# Strange new ???? in my birdhouse



## richg99 (Aug 21, 2004)

Ha Ha ha

D%$#$%% squirrel..... He gnawed the opening larger and has now set up shop in there. I'll have to cut a piece of aluminum and make a new, round door for the real birds. regards, Rich


----------



## 6.5 shooter dude (Jan 8, 2008)

I say let the tree rat stay


----------



## Koru (Sep 25, 2006)

lol me too! he's 2cute!

looks like you've gotta get a new bird house Rich.


----------



## Fishtexx (Jun 29, 2004)

D*%#$ SQUATTERS !!! Better than in your attic ! Been there,done that.


----------



## richg99 (Aug 21, 2004)

Out, D%$#$$% spot, OUT!... He's on his way out as soon as I get around to the modification. Rich

p.s. I helped a friend get one out of his attic. We found an air vent; I put a step-ladder right below the vent; I then hung a string, covered in molasses, from the vent to the ladder; and we waited. Sure enough..ten minutes later, out he/she came! We blocked off the original entrée' and never heard from the critter again. Rich


----------



## Koru (Sep 25, 2006)

just out of interest, Rich, will birds go back into the birdhouse after an animal has been in there?


----------



## Fishtexx (Jun 29, 2004)

These guy's chewed through my soffet vent screen. I replaced all the screens with aluminium vents (during the day when they were outside) the little b^*&%$*s then chewed a hole in my soffet ! They were a mating pair, ended up having to use trusty benjamin. this went on for a couple weeks...may they RIP...so I can lol


----------



## RustyBrown (May 29, 2004)

Rich,

I found this one from way back. Should be worth some greenies for me if you haven't read it before...

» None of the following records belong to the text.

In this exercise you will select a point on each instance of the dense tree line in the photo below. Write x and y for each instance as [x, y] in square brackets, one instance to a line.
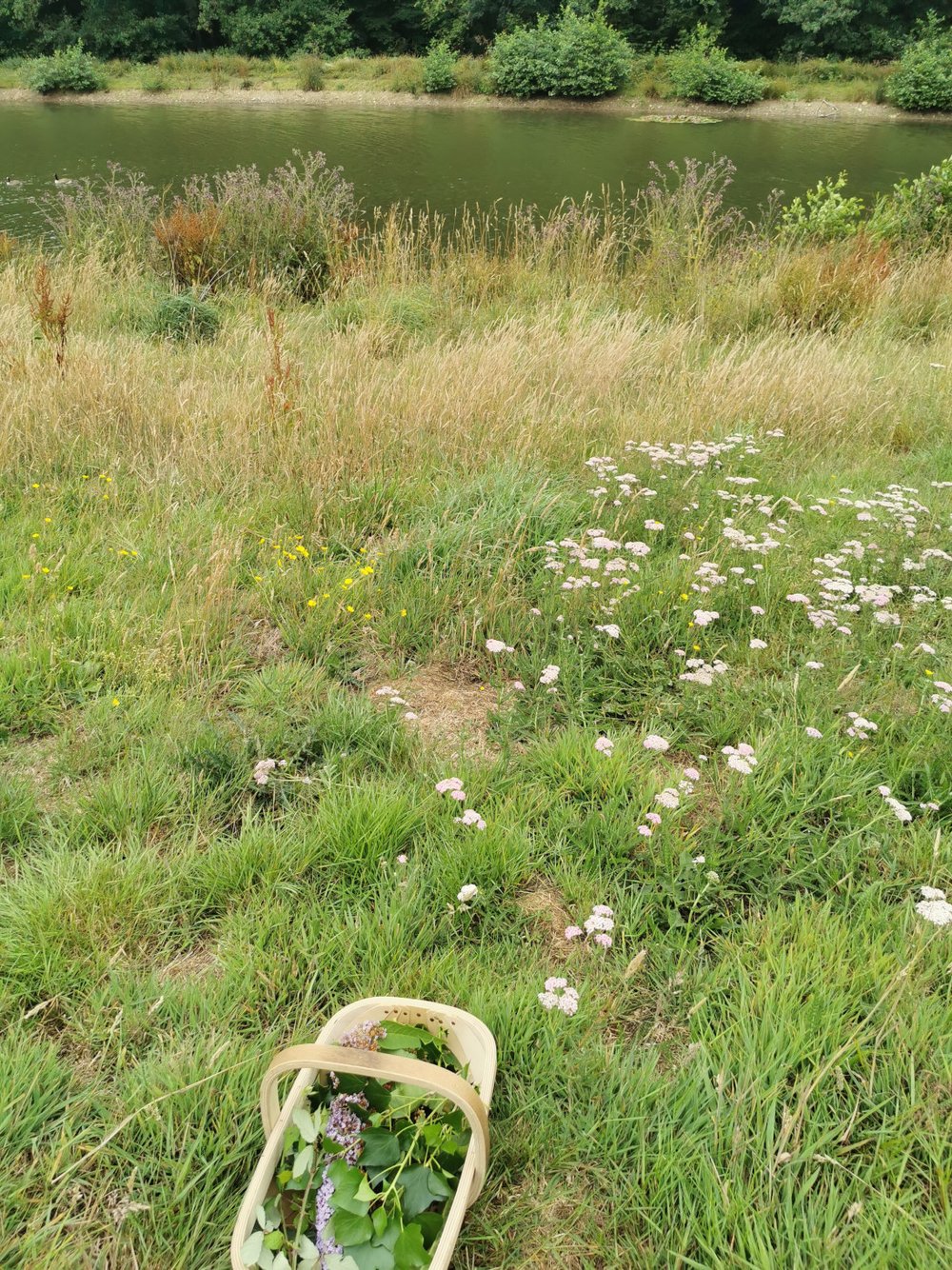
[866, 30]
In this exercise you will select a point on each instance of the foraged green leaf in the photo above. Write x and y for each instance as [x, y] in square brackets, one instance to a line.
[403, 1037]
[304, 1160]
[348, 1228]
[352, 1193]
[380, 1147]
[430, 1224]
[407, 1251]
[422, 1186]
[372, 1256]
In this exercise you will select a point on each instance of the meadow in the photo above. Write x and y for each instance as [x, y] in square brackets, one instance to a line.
[643, 539]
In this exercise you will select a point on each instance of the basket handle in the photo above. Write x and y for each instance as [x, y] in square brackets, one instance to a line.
[384, 1067]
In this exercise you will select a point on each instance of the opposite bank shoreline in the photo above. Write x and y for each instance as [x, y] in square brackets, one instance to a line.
[662, 110]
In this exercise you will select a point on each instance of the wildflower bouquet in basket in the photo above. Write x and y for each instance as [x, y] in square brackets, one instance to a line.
[368, 1167]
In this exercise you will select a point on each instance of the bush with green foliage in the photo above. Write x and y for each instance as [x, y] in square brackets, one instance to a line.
[917, 213]
[310, 72]
[592, 59]
[522, 63]
[185, 316]
[704, 71]
[154, 80]
[579, 56]
[440, 69]
[825, 216]
[68, 70]
[924, 78]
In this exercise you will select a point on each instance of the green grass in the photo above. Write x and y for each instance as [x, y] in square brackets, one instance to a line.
[807, 80]
[769, 1086]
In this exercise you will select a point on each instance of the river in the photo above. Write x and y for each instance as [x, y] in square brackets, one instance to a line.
[445, 158]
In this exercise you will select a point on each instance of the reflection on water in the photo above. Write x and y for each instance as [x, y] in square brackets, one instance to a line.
[445, 158]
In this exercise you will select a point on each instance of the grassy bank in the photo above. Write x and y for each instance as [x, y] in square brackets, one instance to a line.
[223, 550]
[806, 80]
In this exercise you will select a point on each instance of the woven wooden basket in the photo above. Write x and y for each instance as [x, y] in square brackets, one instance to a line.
[470, 1041]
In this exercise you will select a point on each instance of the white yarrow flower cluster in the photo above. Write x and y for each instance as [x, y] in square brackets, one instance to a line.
[935, 907]
[559, 996]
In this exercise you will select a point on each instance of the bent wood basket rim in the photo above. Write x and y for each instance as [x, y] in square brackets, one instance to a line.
[468, 1039]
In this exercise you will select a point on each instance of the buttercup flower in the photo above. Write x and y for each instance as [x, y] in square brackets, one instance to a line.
[470, 818]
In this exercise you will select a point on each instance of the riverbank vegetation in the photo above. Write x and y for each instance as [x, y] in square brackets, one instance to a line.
[565, 50]
[630, 525]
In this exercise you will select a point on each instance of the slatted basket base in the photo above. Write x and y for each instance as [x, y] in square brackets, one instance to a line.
[470, 1042]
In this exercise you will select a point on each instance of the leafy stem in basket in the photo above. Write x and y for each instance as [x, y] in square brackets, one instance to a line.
[367, 1167]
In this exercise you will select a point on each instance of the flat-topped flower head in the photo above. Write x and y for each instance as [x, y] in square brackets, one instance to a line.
[449, 785]
[470, 818]
[935, 907]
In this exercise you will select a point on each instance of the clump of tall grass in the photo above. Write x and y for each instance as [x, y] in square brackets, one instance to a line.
[235, 228]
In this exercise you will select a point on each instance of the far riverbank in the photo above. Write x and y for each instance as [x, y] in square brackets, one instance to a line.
[672, 112]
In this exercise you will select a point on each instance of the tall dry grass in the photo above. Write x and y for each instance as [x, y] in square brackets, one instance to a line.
[442, 346]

http://sports.espn.go.com/espn/page2/story?page=barone/050829&num=0


----------



## dallasrick (Jan 5, 2005)

Had them suckers in between the floors of my townhouse in Dallas, sounded like a football game at night when they would start running around.


----------



## MsAddicted (Jan 25, 2005)

Love the photo. You caught him red-handed...well...perhaps that isnt the best term to use in light of Rusty's story. Lets say...in the act!


----------



## Pocketfisherman (May 30, 2005)

You sure that not a Churchmouse?


----------



## richg99 (Aug 21, 2004)

Boy, this post sure brought out the funny lines! I've done battle with the squirrels before, but they hadn't tried to take over the birdhouse. 

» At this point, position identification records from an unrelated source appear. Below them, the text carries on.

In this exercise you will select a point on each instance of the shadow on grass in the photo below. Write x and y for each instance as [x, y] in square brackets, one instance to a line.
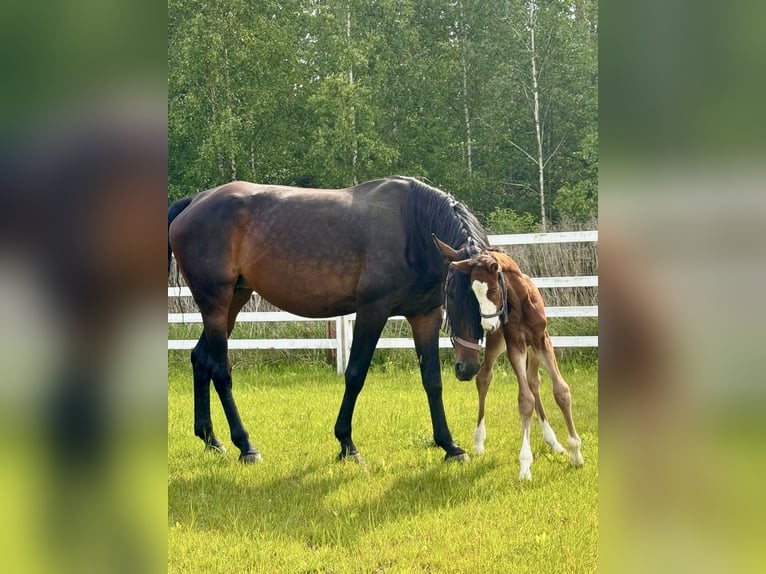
[317, 505]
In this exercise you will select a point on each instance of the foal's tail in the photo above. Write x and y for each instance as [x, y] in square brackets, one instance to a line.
[174, 211]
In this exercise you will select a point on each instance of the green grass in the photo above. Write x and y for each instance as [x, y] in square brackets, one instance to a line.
[404, 510]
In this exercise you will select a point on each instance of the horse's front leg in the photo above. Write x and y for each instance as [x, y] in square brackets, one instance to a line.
[425, 332]
[367, 330]
[495, 346]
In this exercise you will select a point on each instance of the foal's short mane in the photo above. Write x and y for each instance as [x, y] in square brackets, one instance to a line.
[431, 211]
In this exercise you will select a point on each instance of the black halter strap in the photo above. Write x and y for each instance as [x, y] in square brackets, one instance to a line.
[466, 344]
[503, 311]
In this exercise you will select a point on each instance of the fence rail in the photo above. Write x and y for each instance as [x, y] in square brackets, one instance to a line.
[341, 343]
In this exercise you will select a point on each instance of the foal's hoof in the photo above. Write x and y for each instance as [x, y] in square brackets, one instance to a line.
[250, 457]
[459, 457]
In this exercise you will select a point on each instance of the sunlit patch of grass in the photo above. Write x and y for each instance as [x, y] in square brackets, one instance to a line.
[404, 510]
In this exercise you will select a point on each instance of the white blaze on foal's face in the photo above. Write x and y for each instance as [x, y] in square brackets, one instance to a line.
[487, 307]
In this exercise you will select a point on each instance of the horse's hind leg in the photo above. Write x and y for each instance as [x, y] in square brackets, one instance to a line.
[533, 378]
[517, 352]
[203, 425]
[367, 330]
[216, 313]
[563, 399]
[495, 346]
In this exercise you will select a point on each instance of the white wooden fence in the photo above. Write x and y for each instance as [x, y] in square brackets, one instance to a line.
[341, 343]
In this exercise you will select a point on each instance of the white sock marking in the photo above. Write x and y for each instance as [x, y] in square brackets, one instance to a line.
[525, 458]
[550, 437]
[575, 456]
[479, 436]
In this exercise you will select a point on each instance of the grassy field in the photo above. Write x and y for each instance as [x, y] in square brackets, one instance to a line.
[404, 510]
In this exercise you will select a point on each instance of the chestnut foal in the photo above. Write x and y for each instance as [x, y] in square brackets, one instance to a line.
[513, 317]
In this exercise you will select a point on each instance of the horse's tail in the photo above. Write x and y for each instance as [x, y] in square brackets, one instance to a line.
[174, 211]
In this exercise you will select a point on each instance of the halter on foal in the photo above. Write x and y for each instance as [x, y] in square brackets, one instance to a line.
[513, 317]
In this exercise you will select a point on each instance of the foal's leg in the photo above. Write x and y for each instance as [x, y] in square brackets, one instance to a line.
[563, 399]
[425, 332]
[517, 351]
[367, 330]
[533, 378]
[495, 347]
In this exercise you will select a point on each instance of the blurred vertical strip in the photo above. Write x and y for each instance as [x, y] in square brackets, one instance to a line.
[83, 194]
[682, 212]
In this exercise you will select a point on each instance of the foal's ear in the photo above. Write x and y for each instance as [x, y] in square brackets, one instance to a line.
[463, 266]
[447, 251]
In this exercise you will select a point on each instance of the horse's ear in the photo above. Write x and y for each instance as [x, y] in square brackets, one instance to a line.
[447, 251]
[463, 266]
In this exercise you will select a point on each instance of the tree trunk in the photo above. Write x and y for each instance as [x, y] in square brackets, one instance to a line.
[538, 127]
[354, 139]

Rusty, I did get one extra good idea ( upside down Home Depot bucket) from the story you LINKED to. That may well work better than my prior (successful) pizza-pan-flying-saucer-squirrel-keep-off-device. That idea is for the feeder, which they have cleaned out twice so far this year. I threw away last year's pizza pan type creation after the wooden disk rotted and warped. 

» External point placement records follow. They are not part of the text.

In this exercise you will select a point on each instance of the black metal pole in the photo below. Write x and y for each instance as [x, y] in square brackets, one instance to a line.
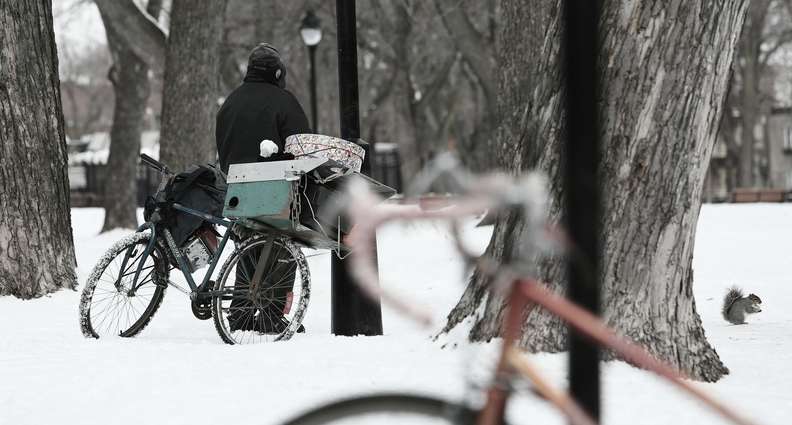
[314, 115]
[582, 191]
[352, 312]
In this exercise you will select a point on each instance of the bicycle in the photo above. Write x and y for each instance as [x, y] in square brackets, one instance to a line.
[128, 283]
[499, 193]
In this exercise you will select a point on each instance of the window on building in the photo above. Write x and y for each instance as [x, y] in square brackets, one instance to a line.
[788, 140]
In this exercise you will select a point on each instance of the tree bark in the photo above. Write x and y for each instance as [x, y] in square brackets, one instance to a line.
[749, 48]
[189, 101]
[36, 246]
[664, 74]
[129, 75]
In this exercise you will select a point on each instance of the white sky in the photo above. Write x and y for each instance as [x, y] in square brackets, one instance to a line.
[77, 23]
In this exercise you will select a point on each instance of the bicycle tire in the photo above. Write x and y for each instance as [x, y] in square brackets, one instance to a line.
[158, 283]
[388, 403]
[302, 282]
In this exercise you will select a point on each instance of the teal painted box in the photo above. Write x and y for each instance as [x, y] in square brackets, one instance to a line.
[262, 191]
[266, 201]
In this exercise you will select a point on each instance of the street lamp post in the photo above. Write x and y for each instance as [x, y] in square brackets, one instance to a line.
[311, 33]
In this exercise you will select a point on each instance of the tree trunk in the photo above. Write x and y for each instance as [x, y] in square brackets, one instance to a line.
[36, 247]
[189, 101]
[129, 75]
[665, 68]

Whether or not bird will come back, I don't know...but...will soon find out. regards, Rich


----------



## richg99 (Aug 21, 2004)

"Not a church mouse?" ho ho ho RG


----------



## Nick Smith (Dec 5, 2007)

I like the bird house. What are the "windows" made out of?


----------



## richg99 (Aug 21, 2004)

Looks like plastic to me...my daughter bought it for us some years ago. Rich


----------



## sandybottom (Jun 1, 2005)

All he needs now is a beak at the end of his nose. Cute little fellow. I think.


----------



## Pocketfisherman (May 30, 2005)

Though it is not a permanent fix, greasing the pole with crisco is sure entertaining.......not that I would ever do such a thing ;-)


----------



## mastercylinder60 (Dec 18, 2005)

he looks pretty content.


----------



## notoj (Apr 25, 2006)

I feel your pain, I feed them , you shelter them ........


Troy


----------



## Whitebassfisher (May 4, 2007)

I have a friend who is really into his purple martins; he has the same problem with squirrels chewing the entrance holes bigger.


----------



## richg99 (Aug 21, 2004)

I intend to take two pieces of flat aluminum plate and cut half holes in each one with a sabre saw. I'll then screw the two halves together to form a single hole. 

I'll cover the new aluminum barrier with a thin piece of wood and paint it to match. Should be a bit of a surprise to Mr. Squirrel the first time he bites it. I would have done it this morning, but the rain held off and the golf course beckoned. 
regards, rich


----------



## galbayfisher (May 28, 2004)

thought he was cute until I saw those "eYes"
YIKES!!


----------



## Brent (May 26, 2004)

I would crop off the edges of the subject, "post process" with some flour and hot grease, and display it in a frame of new potatoes and fresh greens..... :cheers:


----------